UN alarmed by reports of China's mass detention of Uighurs
China has said reports it is holding a million Muslim Uighurs in detention in Xinjiang are "completely untrue".
Uighurs enjoyed full rights but "those deceived by religious extremism... shall be assisted by resettlement and re-education", officials said.
The rare admission from Beijing - at a UN meeting in Geneva - came in response to concerns that the region "resembles a massive internment camp".
Xinjiang has seen intermittent violence - followed by crackdowns - for years.
China accuses Islamist militants and separatists of orchestrating the trouble.
China has sent a 50-strong delegation to the two-day meeting of the UN Committee on the Elimination of Racial Discrimination.

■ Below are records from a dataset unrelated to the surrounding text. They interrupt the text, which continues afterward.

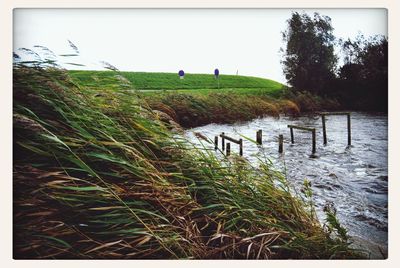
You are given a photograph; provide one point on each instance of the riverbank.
(201, 99)
(98, 175)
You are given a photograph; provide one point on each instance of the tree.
(309, 61)
(364, 75)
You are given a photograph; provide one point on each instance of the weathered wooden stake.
(348, 130)
(223, 142)
(280, 143)
(259, 137)
(291, 135)
(324, 129)
(313, 141)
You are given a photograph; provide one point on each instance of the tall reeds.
(97, 175)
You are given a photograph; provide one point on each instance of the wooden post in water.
(313, 141)
(324, 129)
(291, 135)
(348, 130)
(223, 141)
(280, 143)
(259, 137)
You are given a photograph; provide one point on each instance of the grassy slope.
(194, 83)
(97, 175)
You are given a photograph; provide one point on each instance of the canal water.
(352, 179)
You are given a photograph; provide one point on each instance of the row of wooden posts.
(280, 138)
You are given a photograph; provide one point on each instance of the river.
(354, 179)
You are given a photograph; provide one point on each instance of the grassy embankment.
(97, 175)
(197, 100)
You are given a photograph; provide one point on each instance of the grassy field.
(192, 83)
(97, 175)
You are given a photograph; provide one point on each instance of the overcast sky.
(167, 40)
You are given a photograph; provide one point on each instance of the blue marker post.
(216, 73)
(181, 74)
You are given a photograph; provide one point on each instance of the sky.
(243, 41)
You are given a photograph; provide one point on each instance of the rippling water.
(354, 179)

On Friday, committee member Gay McDougall said she was concerned by reports that Beijing had "turned the Uighur autonomous region into something that resembles a massive internment camp".
In his response, Hu Lianhe, deputy director of China's United Front Work Department of the Communist Party Central Committee, said: "Xinjiang citizens, including the Uighurs, enjoy equal freedom and rights."

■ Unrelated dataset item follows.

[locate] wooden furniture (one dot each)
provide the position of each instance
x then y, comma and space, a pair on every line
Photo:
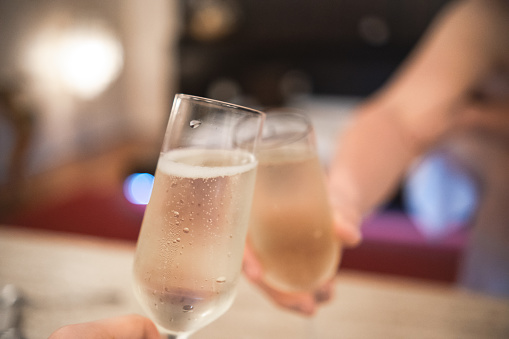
69, 278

"The argument that one million Uighurs are detained in re-education centres is completely untrue," he added, before admitting the existence of resettlement or re-education programmes.
Correspondents say it is unusual for China to give public explanations about how it deals with the situation in Xinjiang.

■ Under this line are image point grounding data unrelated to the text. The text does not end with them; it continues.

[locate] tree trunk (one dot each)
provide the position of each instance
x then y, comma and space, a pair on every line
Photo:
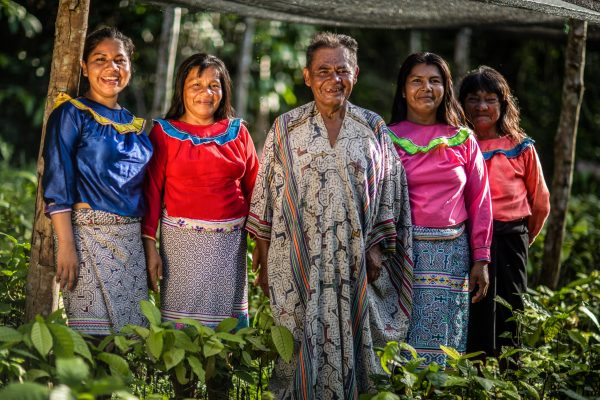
71, 28
564, 151
462, 52
165, 64
243, 78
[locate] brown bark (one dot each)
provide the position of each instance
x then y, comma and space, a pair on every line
564, 151
71, 28
165, 64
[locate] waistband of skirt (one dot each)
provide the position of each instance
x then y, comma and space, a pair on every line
447, 233
198, 225
88, 216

Meanwhile the state-run English-language Global Times newspaper defended tough security measures in the region, which it said had prevented it from turning into "China's Syria" or "China's Libya".
"The turnaround in Xinjiang's security situation has avoided a great tragedy and saved countless lives," it said in an editorial.
However, Ms McDougall sought further clarification.
"You said I was false on the million, well, how many were there? Please tell me. And what were the laws on which they were detained?"